Monday, 16 June 2014

Bubbling Pot Of Expectations.


I have never hidden the fact that I preferred to date younger men, in fact I made that common knowledge for most of my adult life. 


I found myself attracted to the virility of youth, the power of a younger man's ego and convictions, their zest for more in life and the fact that they were not jaded so, we often had more time to enjoy each other. 

Of course then I deviated from this pattern, and got impregnated by someone slightly - not significantly - older than I, resulting in a complete reboot of what I thought had been my final programming. 
Fast forward, I am now a thirty year old woman. 
Do you know what that means for me? 
You don't ? 
Neither do I. 

"youthful virility" ... go on ... judge me.




Honestly I went through the panic before I turned 30, worrying that I had achieved absolutely nothing besides becoming a single mother and disappointing my own mother further by being unwed and underachieving in any set career mode.
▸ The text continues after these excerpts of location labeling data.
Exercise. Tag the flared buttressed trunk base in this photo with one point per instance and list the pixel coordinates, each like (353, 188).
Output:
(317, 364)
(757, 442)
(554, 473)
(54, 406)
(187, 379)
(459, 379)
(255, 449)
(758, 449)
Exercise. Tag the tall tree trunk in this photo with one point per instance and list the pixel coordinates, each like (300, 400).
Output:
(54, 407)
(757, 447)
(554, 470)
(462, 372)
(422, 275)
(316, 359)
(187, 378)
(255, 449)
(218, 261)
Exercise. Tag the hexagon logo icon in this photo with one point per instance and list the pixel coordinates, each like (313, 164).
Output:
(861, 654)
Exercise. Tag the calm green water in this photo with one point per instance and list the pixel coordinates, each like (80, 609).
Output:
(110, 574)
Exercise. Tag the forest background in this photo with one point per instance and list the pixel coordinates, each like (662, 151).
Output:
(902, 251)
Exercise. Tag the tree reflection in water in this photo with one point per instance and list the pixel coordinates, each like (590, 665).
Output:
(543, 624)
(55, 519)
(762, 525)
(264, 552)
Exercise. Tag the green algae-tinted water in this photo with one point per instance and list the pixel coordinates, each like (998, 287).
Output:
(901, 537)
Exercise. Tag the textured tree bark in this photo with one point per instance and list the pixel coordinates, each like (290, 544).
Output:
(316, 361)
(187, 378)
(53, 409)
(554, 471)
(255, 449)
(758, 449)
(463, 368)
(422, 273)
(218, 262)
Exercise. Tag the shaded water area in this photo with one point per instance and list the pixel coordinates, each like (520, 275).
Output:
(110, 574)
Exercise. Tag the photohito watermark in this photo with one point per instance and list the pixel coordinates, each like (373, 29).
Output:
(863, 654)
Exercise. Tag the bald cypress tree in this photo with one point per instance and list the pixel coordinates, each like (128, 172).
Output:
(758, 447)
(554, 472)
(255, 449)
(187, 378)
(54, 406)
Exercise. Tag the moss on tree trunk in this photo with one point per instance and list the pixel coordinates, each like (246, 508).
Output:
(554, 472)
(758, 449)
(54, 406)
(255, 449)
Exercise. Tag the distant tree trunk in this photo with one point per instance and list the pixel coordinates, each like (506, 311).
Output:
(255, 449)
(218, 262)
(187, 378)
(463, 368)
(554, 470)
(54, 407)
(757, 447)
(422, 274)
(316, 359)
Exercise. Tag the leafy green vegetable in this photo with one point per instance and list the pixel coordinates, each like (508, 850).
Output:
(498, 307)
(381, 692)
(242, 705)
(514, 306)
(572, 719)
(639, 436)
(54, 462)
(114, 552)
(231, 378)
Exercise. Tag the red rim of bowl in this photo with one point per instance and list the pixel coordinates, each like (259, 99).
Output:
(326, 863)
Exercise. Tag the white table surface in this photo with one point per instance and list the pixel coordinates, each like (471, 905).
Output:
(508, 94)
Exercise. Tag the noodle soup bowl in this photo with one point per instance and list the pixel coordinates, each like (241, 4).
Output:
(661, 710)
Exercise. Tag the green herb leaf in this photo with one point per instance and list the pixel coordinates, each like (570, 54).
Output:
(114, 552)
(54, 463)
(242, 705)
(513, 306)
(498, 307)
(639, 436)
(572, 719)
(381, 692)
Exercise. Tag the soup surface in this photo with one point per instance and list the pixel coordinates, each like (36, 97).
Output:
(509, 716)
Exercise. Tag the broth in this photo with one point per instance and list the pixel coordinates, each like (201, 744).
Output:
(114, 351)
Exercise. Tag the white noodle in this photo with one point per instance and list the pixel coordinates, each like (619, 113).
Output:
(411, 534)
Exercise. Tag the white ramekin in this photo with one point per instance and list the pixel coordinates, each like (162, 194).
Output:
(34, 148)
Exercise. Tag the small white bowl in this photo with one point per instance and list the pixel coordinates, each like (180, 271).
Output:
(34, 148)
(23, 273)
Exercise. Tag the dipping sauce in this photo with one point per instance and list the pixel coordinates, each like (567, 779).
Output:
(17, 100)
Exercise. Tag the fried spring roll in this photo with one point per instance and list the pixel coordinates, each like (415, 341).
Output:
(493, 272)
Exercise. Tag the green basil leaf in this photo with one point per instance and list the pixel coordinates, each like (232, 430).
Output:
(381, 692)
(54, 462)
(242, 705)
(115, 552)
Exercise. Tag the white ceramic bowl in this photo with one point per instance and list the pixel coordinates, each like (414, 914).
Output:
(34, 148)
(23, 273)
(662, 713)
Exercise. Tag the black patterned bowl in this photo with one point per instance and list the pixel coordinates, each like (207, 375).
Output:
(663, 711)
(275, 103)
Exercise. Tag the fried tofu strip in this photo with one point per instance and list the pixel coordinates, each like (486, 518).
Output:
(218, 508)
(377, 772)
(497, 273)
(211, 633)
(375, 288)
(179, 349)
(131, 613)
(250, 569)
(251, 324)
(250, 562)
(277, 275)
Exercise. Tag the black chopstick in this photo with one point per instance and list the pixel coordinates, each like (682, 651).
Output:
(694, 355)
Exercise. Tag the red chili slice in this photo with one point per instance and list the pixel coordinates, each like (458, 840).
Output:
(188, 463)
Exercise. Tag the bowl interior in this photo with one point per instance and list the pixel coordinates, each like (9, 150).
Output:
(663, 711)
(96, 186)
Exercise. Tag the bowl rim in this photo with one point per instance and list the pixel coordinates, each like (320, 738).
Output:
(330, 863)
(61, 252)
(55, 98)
Then the big day came and honestly, it was over so quickly and my mind adjusted to telling people " I'm 30 " without so much as even a blink to calculate. 


The major changes came though, I became quite aware that I am playing the ass with my time, and also aware that I have been hitched to shit that is also not worth my time. 

So I began to hustle like there's no tomorrow. 


I have officially been unemployed since October, but haven't actually been out of work for any more than 2 weeks at a time, making enough for the period that I am employed within to hold me over, once things were good. 




I began taking a microscopic view of my "relationships", and realized that the main one was a waste of time. It was not growing in any direction. Completely moribund, to be honest. 
Get your minds outta the gutter, it is a measurement regarding intellectual
... erm... growth? 

My sexual interests were replaced by an extreme hunger for intellectual challenge and emotional capability. I am an alpha-female, the glaring truth remains that there is no male, incapable of forming a basic conversation with me regarding public issues, who remains soft and malleable under my ferocity and unwavering bellicose attitude, that is capable of being involved with me for a period of time longer than seven months. 

As nature would have it, the stars aligned that fateful night of the first Blood Moon/ Lunar Eclipse. 

Long story short, I ended up meeting someone so dynamic they have continued to leave me hungry to sidle up into their mind, and just get inside that head of his and run around naked until I am intimately familiar with every corner dark and light. 


Here's the big kicker for me.. 
annnnnnnnnnd just like that... they done fucked me right up.
Ton and a Half of bullshit... how am I supposed to choose here?
He's 10 years older than I. 
Not much to you eh? 

Since I turned 18, I have only ever been seriously involved, with 2 men 6 years my senior, never a day more, and my BEST relationship, - security, dexterity, lack of conflict, support, attraction and raw affection outweighing all others- was with a guy 2 years my junior. For me, ten years is a massive leap. Ten years is the culmination of all my fears of him wanting to control me, to own me, to possess me, and losing my identity in his, ten years is the difference between stamina and lethargy, ten years is me wanting to go out and shake my ass every now and then, maybe hit a strip club, and a man telling me he's not into that so I MUST stay home to keep up the appearance that I am the doting and controlled girlfriend. 

That ten year difference has terrified me out of talking to many a man in the past, because right out the gates they all demonstrated, both verbally and non-verbally any three or more of my fears. 

Then I met him, at a blasted bondage themed party of all places, and he made me question everything I thought I knew. 

Conversations were ripe, conflicting opinions were met with perfervid debate and never ending cycles of conversation which feel so natural I have to remind myself ... "OLD BOY IS RIGHT ON THE CUSP OF OVER THE FUCKING HIIIILLLLLLLLLLLLL!!! " and then poke in a quick jib to bring us both back to reality. 

The real shocker is his appreciation of my candor and dismally disguised abruptness, he relishes it, like a man who has been fed simple gruel every day for years, and then he's introduced to lasagna. In fact, he matches it, completely comfortable baring all his sins for me to pick whichever I find distressing, of course this process takes time, as we're feeling out the terrain that we will be walking upon.




We have gotten to the point where it has been stated " every relationship begins with this excitement, then that quickly wanes, and complacency takes over, the difference with us should at least be the fact that neither of us seems to be the least bit interested in getting so comfortable, as to get bored with the other." 

... 

Just like that I'm off on another adventure, and I think I might like my new company more than any other. 

My expectations have never been lower, as I expect nothing. Only honesty, and he seems mature enough to understand and deliver on that.